L’Istituto Nazionale della Previdenza Sociale (Inps) ha fornito le istruzioni operative sulle modifiche normative che interessano l’Assegno di inclusione (Adi), eliminando la tradizionale sospensione di un mese che seguiva i primi diciotto mesi di erogazione del beneficio.
La decisione deriva dalle nuove disposizioni introdotte nella legge di Bilancio 2026, che ridefinisce l’iter per chi intende rinnovare l’Adi senza interrompere i pagamenti. Secondo quanto specificato dall’Inps nel messaggio ufficiale, non è più previsto il periodo di sospensione tra il primo ciclo di 18 mensilità e l’eventuale rinnovo.
Cosa cambia per i beneficiari dell’Assegno di inclusione
Fino ad oggi, la normativa richiedeva un mese di pausa – dopo i primi 18 mesi di fruizione – prima di poter avviare una nuova domanda di rinnovo dell’Assegno di inclusione. Tale sospensione veniva applicata anche tra cicli successivi di erogazione.
Con la modifica normativa, l’Inps elimina questa pausa obbligatoria, consentendo ai nuclei familiari di presentare la richiesta di rinnovo del beneficio già dal mese successivo all’ultimo pagamento percepito. L’obiettivo è agevolare la continuità di sostegno economico per le famiglie più vulnerabili.
Riduzione della prima mensilità del rinnovo
Pur eliminando la sospensione, l’Inps specifica che la prima mensilità del periodo di rinnovo dell’adi sarà ridotta del 50% rispetto alle mensilità ordinarie. Si tratta di un adeguamento previsto dalla legge finanziaria e finalizzato a bilanciare l’impatto finanziario delle nuove regole sul bilancio pubblico.

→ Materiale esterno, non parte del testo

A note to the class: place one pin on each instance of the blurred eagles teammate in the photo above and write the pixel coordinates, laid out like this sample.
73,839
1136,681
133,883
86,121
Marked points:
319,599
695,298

Questa riduzione si applica alla prima mensilità erogata subito dopo il rinnovo senza stop, e rappresenta il principale elemento che i beneficiari dovranno considerare quando pianificheranno il loro percorso di continuità del sostegno economico.

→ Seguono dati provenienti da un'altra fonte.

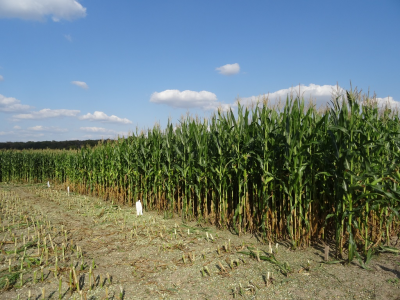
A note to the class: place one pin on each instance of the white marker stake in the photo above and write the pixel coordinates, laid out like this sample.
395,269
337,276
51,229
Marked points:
139,208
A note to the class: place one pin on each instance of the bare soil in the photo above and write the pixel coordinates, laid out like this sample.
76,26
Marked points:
149,257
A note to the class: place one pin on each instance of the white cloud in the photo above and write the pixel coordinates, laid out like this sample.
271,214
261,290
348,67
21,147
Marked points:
47,129
81,84
319,94
96,130
187,99
102,117
100,132
229,69
38,9
47,113
68,37
10,104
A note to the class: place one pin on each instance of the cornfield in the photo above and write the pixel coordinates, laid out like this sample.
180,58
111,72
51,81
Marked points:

Ambito di applicazione delle nuove regole
Le istruzioni Inps si applicano a tutte le domande di rinnovo Adi i cui 18 mesi di percezione del beneficio siano caduti nel mese di novembre 2025 o successivamente. Inoltre, la disciplina relativa al contributo straordinario – un’altra forma di sostegno collegata all’Adi – è stata estesa ai casi interessati da questa modifica normativa.
Le nuove regole puntano a snellire l’accesso al rinnovo dell’Assegno di inclusione, accelerando i tempi e semplificando l’iter per le famiglie che necessitano della prosecuzione del sostegno.